Pensar en la gestión cultural desde las Salas de Lectura de un
país tan diverso y desigual como México, en un ambiente donde conviven la
tecnología y los sistemas tradicionales de comunicación, abre un mar de retos y
posibilidades al quehacer de quienes, por vocación y pasión, han abrazado la
tarea de acercar a sus comunidades a las prácticas lectoras.
El trabajo de mediación que se realiza para acortar los espacios
—o los abismos— que hay entre lectura y comunidad, entre lectura y ciudadanía, forma parte de este campo de la gestión cultural
que hoy en día se ha convertido en una verdadera profesión cuya importancia va en
ascenso. La gestión cultural es un campo
que se deriva de la práctica, pero que requiere cada vez más del desarrollo de
conceptos, estrategias o metodologías que
son fruto de la confluencia de diversas disciplinas. En países como España, Colombia,
Chile, Argentina, y cada vez más en México, la gestión cultural encuentra incluso opciones de
estudios superiores.
Sin embargo, también es
verdad que en el quehacer cotidiano de muchas comunidades, es un ejercicio ciudadano que nace del deseo de
contribuir a la convivencia, a la cohesión
social, a la afirmación del sentido de pertenencia y al compromiso social.
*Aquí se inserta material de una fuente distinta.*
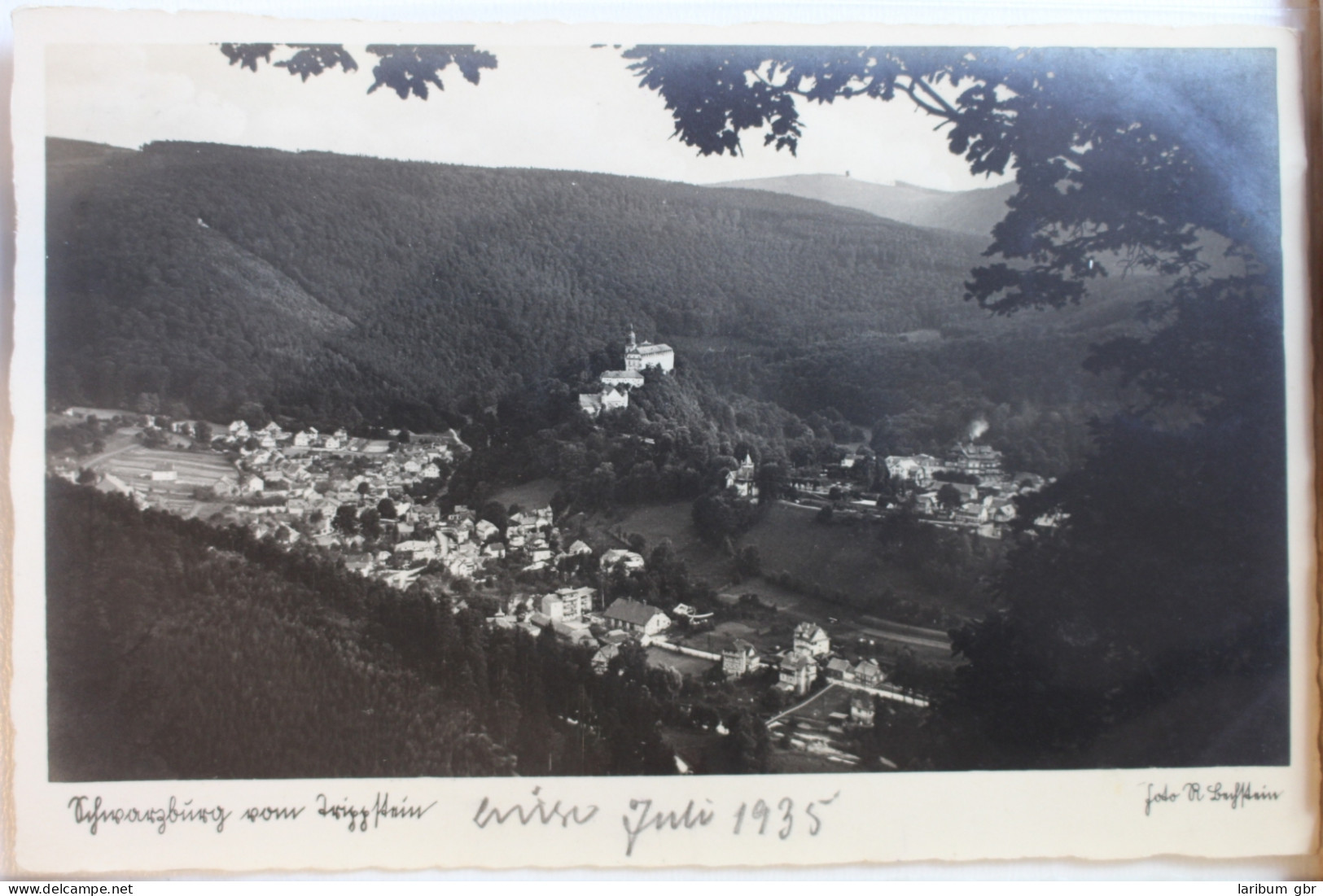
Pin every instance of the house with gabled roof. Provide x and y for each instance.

Este libro busca contribuir a la reflexión de los cambios en los
que se desarrolla la gestión cultural, a visualizar cuáles son los retos que
enfrentan hoy los gestores y en qué contextos actúan quienes se han convertido en
esa importante fuerza ciudadana que contribuye
a acercar el libro a distintos grupos sociales.
Casi podría decirse que el sentido ciudadano de las Salas de
Lectura constituye el principal activo público para desarrollar un intenso
movimiento cultural cuya vocación sea la inclusión social, el fomento a la
diversidad y la construcción de la democracia
cultural desde la promoción de las prácticas lectoras.